È  più semplice farsi del male che lottare per il cambiamento. Mentre faccio queste riflessioni del cazzo o come direbbe, una mia vecchia amica, inutili sono appollaiato sul tetto di un palazzo e percorro con gli occhi i lineamenti del fucile di precisione che sto utilizzando per questo nuovo contratto.

Era molto tempo che non facevo il cecchino ed era molto tempo che non usavo un arma del genere. Un Barrett M107A1.

<<Lo sai che bere sul lavoro non è una cosa positiva?>> La sua voce mi raggiunse come il ronzio fastidioso di un insetto, ma non potevo protestare o controbattere. Perché diceva la sacrosanta verità.

Bere sul posto di lavoro non è il massimo della vita e poi lei è il mio datore di lavoro, quindi, ha diritto di lamentarsi. Ma soprattutto lei è la morte.

Avete mai tentato di discutere con qualcuno che può uccidervi in qualsiasi momento e nei modi peggiori solo schioccando le dita? No credo, e spero non vi capiti mai… è seccante.

<<Sei seccante>>. Le risposi, è quello che le dico quasi tutte le volte.

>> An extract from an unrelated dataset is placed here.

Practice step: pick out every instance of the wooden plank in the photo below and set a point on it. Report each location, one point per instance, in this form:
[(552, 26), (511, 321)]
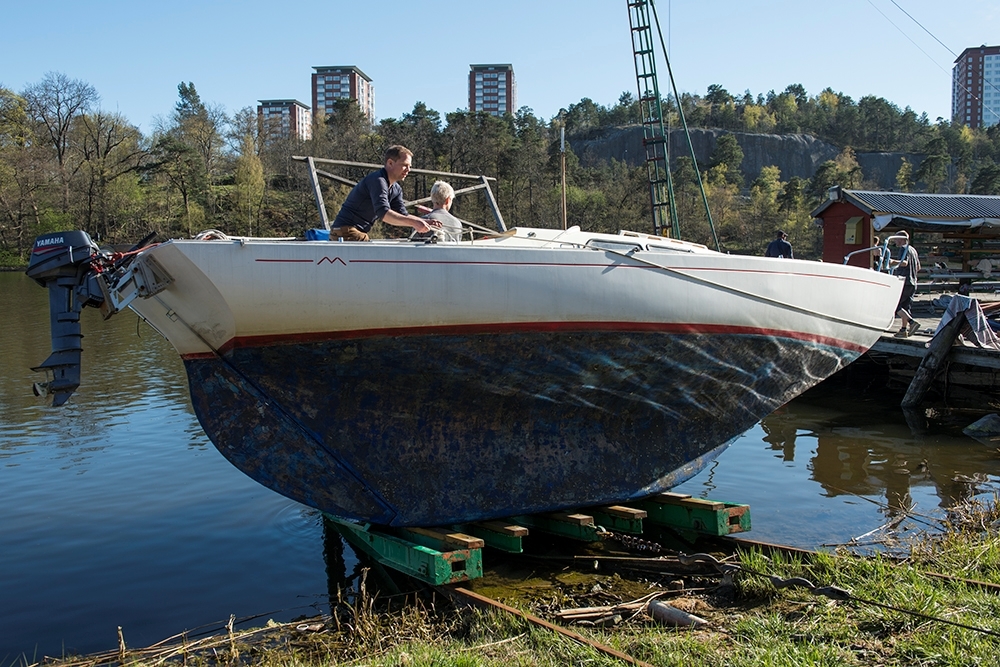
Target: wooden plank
[(504, 528), (575, 519), (457, 540), (687, 501), (629, 513)]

Perché è vero che lei è la morte, ma è pur vero che ci sono uomini che sono così matti da sfidarla e io sono sempre stato un gran matto. 

<<Mi ferisci>>. Ribatte lei fingendosi sconvolta, ma era solo uno dei suoi tanti teatrini che la rendevano ancora di più detestabile. 

<<Devo abbattere un elefante? No perché questo fucile potrebbe colpire un moscerino a un chilometro e sfondare un carrarmato probabilmente>>. Le dissi porgendogli la bottiglia, da dove lei bevve un sorso.

<<Amo i giocattoli costosi e che fanno tanto fracasso>>. Ribatté lei. 

<<Beh questo non fa tanto rumore ma fa tanto male sicuramente>>.

<<Pensavi al segreto del fiore rosso?>> Mi chiese lei cambiando discorso. Ora si intrufola anche nei miei pensieri non c’era più limite alla sua mancanza di tatto e di discrezione. pensai sospirando sconfitto.

<<Sai tempo fa, quando ero ancora una persona normale. Avevo 15 anni, ma probabilmente tu già conosci la storia…>> Era inutile raccontare aneddoti sugli esseri umani a qualcuno che ne governava la vita e la morte.

<<Sei noioso Damon… E soprattutto è vero che posso conoscere e conosco, praticamente, ogni minuto della vita di ogni essere umano apparso su questo pianeta, ma credi che abbia potuto mantenere memoria di quello che facevi tu quando ancora avevi l’acne e probabilmente eri pure vergine?>>

<<Credo di no>>.

<<Appunto, però, lo sai che amo passare il tempo chiacchierando, quindi, parla e non cavillare sempre su tutto. Quando ti viene voglia di confidarti fallo e basta poi te ne pentirai dopo. Perché, solitamente, quando ci si confida con qualcuno si finisce sempre per pentirsene>>

<<Sacrosante parole sorella>>.

<<Siete così egoisti e deboli voi esseri umani. Così tanto  da non capire quanto sia importante il dono di avere qualcuno che ha talmente fiducia in voi da aprire il suo cuore e confidarvi un suo segreto>>.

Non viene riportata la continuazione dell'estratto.